Les réunions de cette académie libre constitueraient
autant de séances d'un séminaire théorique
sur l'Université libre animé par ceux qui sont ou
pourraient être ses protagonistes en France et à
l'étranger.
Nous avons acquis la conviction que les moyens juridiques et financiers
nécessaires à la constitution d'une université
libre ne seront mobilisables que si renaît l'esprit de liberté
académique qui a déserté nos campus. L'académie
aura donc pour ambition de contribuer à créer les
conditions intellectuelles de la fondation d'une université
libre à Paris, berceau de l'Universitas au treizième
siècle.
Les critères d'appartenance à cette académie
figureront au nombre des valeurs actuellement bannies de l'Université
française, à savoir l'autonomie universitaire et
les vertus qui y sont attachées : l'honnêteté
et le courage intellectuels. La science n'ayant pas de patrie
à l'instar de la liberté économique, l'académie
sera ouverte à toutes les nationalités.
- L'académie comportera quatre types de membres :
a) les membres d'honneur, chercheurs internationalement reconnus;
b) les membres actifs, chercheurs titulaires d'un doctorat ou
ayant accompli un travail d'ampleur jugé comme équivalent
par l'académie;
c) les membres associés, chercheurs réunissant les
qualités requises pour faire partie de l'académie
mais qui n'ont pas encore achevé la recherche évoquée
ci-dessus;
d) les membres bienfaiteurs, ayant fait un don annuel d'au moins
10 000 francs à l'académie.
- Dans l'immédiat, l'académie se réunira
chaque mois.
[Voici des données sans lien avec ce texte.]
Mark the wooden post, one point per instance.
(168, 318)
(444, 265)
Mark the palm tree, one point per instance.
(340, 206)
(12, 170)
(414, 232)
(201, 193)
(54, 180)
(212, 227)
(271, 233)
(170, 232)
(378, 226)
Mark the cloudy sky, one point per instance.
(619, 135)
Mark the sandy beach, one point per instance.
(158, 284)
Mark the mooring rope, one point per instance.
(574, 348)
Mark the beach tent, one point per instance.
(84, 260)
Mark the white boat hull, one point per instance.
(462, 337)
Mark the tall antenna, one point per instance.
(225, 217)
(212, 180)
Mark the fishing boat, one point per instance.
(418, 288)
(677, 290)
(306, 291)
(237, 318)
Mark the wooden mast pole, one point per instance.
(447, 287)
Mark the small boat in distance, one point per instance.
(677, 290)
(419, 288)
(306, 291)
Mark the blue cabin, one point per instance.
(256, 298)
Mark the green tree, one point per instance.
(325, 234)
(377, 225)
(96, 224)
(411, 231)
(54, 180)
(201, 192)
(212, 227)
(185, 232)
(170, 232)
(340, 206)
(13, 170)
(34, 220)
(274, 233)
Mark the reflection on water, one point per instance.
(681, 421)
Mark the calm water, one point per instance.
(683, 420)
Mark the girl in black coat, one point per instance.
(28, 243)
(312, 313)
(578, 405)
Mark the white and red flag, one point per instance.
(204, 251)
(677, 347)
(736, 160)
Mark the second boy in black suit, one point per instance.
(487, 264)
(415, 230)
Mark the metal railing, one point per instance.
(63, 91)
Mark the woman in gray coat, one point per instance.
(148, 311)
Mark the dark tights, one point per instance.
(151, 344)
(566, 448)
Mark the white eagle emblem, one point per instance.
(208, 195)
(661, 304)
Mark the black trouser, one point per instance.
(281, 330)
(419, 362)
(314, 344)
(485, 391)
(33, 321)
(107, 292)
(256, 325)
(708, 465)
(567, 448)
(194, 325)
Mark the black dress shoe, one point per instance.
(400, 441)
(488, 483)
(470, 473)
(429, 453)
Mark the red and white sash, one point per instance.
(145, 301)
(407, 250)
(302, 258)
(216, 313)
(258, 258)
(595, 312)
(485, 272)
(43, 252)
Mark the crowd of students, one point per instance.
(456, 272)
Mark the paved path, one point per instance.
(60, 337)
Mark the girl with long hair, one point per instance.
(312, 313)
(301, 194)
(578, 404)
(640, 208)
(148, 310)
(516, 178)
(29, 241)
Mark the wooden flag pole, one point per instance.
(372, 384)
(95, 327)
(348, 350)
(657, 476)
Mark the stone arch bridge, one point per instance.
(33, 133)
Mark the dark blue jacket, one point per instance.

Cette rencontre sera l'occasion d'une communication
par un des membres ou un invité dont la forme, les heuristiques
et les orientations devront préfigurer celles qui seront
adoptées par la future université libre de Paris
- Chaque communication sera enregistrée sous la forme d'une
vidéo numérique et sera disponible sur Internet.
- Les contributions formeront la trame d'une revue trimestrielle
Questions, la revue de l'Université libre, qui devra être
pris en charge par un éditeur las d'accoster sur la Rive
gauche.
L'esquisse de ce projet, en dépit de ses imperfections, vous paraît-il valable ? Si oui et sous réserve des corrections que vous jugerez pertinent d'y apporter pouvons-nous nourrir l'espérance d'avoir un jour l'honneur de vous compter parmi les membres de cette académie ?
Dans l'attente d'une réponse ou d'un prochain contact, je vous prie d'agréer, Madame, Monsieur, l'assurance de ma haute considération.